Marginalia, Vol. 4, (2005-2006) Cambridge Yearbook

Abstract

In a poem which clearly describes itself as a translation of the Manuel des Pechiez‘tourned…/On englyssh tonge’, the description of the transfer of ‘sacrylege’ from French into English is one of Handlyng Synne’s most self-consciously translative moments. Using a word borrowed from Old French, which appears in the equivalent section of the Manuel (ll.6669-74), the passage maps out the cognitive steps of the appropriation process by which a word is accepted from one language into another.
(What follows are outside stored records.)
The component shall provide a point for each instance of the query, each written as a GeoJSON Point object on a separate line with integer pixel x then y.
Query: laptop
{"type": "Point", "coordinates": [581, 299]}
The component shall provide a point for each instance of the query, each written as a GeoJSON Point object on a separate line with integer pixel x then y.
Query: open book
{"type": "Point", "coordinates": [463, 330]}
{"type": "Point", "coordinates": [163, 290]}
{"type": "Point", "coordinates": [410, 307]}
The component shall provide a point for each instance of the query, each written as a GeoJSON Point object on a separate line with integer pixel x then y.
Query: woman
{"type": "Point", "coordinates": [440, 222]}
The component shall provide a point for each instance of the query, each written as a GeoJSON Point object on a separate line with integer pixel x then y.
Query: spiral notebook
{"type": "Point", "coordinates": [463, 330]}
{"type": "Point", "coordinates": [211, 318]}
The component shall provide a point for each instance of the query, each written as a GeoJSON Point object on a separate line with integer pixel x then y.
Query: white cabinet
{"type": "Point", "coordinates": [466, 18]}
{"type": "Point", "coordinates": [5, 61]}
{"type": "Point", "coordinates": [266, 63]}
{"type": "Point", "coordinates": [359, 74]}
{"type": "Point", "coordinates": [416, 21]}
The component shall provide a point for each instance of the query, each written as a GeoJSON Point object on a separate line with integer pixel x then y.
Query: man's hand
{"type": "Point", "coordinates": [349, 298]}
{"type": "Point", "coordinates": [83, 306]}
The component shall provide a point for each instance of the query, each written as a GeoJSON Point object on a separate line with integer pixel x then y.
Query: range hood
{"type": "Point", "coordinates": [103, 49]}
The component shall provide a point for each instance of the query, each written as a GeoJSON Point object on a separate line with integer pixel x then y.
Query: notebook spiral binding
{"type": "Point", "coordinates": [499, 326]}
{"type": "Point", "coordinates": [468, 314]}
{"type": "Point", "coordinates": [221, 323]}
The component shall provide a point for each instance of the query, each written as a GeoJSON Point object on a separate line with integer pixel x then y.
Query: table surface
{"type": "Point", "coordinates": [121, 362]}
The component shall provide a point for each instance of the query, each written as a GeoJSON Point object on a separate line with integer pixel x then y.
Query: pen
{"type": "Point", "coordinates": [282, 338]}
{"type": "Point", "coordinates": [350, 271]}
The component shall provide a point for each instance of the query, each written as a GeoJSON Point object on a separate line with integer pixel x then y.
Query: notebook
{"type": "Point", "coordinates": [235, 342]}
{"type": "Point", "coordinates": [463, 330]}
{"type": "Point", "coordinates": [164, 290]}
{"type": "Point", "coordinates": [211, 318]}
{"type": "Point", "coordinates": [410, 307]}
First, the concept for which a new word is needed is outlined – ‘Þat a3ens here fraunchyse falles’. Next a new, unfamiliar word is supplied, which, Mannyng explains, certain ‘men’ use. The following line, with its repeated syntactical structure – ‘Sacrylege, [noun] hyt [verb]’ – narrows and clarifies the passage’s focus, revealing the ‘men’ to be, more precisely, French-speaking, and the new word, ‘sacrylege’, to be French. After this, a further explanation in English is given, like that of a dictionary definition – ‘Menyng of mysdede or mys:/Mysdede to holynes’ – before, finally, the new word is slotted into the English language. The echoing syntax of lines 8599 (‘Sacrylege, frenshe hyt is’) and 8602 (‘Sacrylege on englyssh ys’) suggest that by the end of the passage the word belongs equally to both languages – Mannyng has successfully ‘tourned’ it into English by means of taking it from French.